I saw the mod note before I started using the votes on this post. My first idea was to Google the feature, but that returned nothing relevant (while writing this post, I did find results immediately through site search). I was confused for a short while trying to place the axes & imagine where I'd vote in opposite directions. But after a little bit of practice looking at comments, it started making sense.

I've read a couple comments on this article that I agree with, where it seems very meaningful for me to downvote them (I interpret the downvote's meaning when both axes are on as low quality, low importance, should be read less often).

I relatively easily find posts I want to upvote on karma. But for posts that I upvote, I'm typically much less confident about voting on agreement than for other posts (as a new user, it's harder to assess the specific points made in high quality posts).
Posts where I'm not confident voting on agreement correlate with posts I'm not confident I can reply to without lowering the level of debate.

Unfortunately, the further the specific points that are made are from my comfort/knowledge zone, the less I become able to tell nonsense from sophistication.
It seems bad if my karma vote density centers on somewhat-good posts at the exclusion of very good and very bad posts. This makes me err on the side of upvoting posts I don't truly understand. I think that should be robust, since new user votes seem to carry less weight and I expect overrated nonsense to be corrected quickly, but it still seems suboptimal.

It's also unclear to me whether agreement-voting factors in the sorting order.
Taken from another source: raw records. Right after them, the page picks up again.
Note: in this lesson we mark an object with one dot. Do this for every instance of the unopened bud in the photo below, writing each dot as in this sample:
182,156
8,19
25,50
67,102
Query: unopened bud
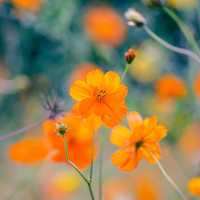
61,129
130,55
135,18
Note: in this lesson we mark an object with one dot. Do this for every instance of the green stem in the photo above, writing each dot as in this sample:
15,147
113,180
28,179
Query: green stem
125,71
184,28
168,178
178,50
78,170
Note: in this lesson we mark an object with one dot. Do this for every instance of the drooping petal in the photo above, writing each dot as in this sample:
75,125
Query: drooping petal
95,78
120,136
111,82
134,119
29,151
79,90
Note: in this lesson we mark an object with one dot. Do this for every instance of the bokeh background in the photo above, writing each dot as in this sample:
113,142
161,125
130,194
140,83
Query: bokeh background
45,45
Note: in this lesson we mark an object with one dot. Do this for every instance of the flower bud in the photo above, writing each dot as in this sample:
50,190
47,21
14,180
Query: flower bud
130,55
135,18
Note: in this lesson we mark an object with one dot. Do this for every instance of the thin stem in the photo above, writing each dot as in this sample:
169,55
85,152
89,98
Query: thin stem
178,50
184,28
78,170
22,130
125,71
169,179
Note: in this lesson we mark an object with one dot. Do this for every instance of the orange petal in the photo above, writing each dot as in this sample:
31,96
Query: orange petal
28,151
134,119
95,78
111,81
79,90
120,136
125,160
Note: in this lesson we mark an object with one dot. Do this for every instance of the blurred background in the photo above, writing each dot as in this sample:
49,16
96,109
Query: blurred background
47,44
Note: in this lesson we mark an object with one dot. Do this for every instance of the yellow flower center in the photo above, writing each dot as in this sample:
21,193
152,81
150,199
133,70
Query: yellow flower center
100,95
138,144
61,129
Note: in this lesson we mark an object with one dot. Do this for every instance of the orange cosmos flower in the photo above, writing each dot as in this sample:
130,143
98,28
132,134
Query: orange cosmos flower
194,186
140,141
29,151
101,94
31,5
196,85
104,25
170,87
79,134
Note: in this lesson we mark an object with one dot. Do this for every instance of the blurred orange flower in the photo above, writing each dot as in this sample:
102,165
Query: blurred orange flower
170,87
105,26
79,135
194,186
31,5
101,94
140,141
196,85
81,71
29,150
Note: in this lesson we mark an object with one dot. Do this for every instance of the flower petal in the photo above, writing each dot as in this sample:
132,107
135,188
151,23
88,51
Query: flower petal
120,136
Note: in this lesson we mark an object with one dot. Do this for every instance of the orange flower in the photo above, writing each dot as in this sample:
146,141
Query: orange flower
194,186
105,26
81,71
29,151
101,94
140,141
196,85
32,5
170,87
79,134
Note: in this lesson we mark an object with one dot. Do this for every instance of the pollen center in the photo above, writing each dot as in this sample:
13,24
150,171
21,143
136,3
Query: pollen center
138,144
100,95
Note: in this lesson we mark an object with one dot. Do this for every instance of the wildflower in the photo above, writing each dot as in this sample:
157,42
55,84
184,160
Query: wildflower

I predict it doesn't, and I would want to change how I vote if it did.
Overall, I don't have a good sense of how much value I get out of seeing both axes, but on this post I do like voting with both. It feels a little nicer, though I don't have a strong preference.

Comment by Harry Nyquist (harry-nyquist) on AGI Ruin: A List of Lethalities · 2022-06-06T19:59:54.611Z · LW · GW

About the usual example being "burn all GPUs", I'm curious whether it's to be understood as purely a stand-in term for the magnitude of the act, or whether it's meant to plausibly be in solution-space.

An event of "burn all GPU" magnitude would have political ramifications. If you achieve this as a human organization with human means, i.e. without AGI cooperation, it seems violence on this scale would unite against you, resulting in a one-time delay.

If the idea is an act outside the Overton Window, without AGI cooperation, shouldn't you aim to have the general public and policymakers united against AGI, instead of against you?
Given that semi manufacturing capabilities required to make GPU or TPU-like chips are highly centralized, there being only three to four relevant fabs left, restricting AI hardware access may not be enough to stop bad incentives indefinitely for large actors, but it seems likely to gain more time than a single "burn all GPUs" event.

For instance, killing a {thousand, fifty-thousand, million} people in a freak bio-accident seems easier than solving alignment. If you pushed a weak AI into the trap and framed it for falling into it, would that gain more time through policymaking than destroying GPUs directly (still assuming a pre-AGI world)?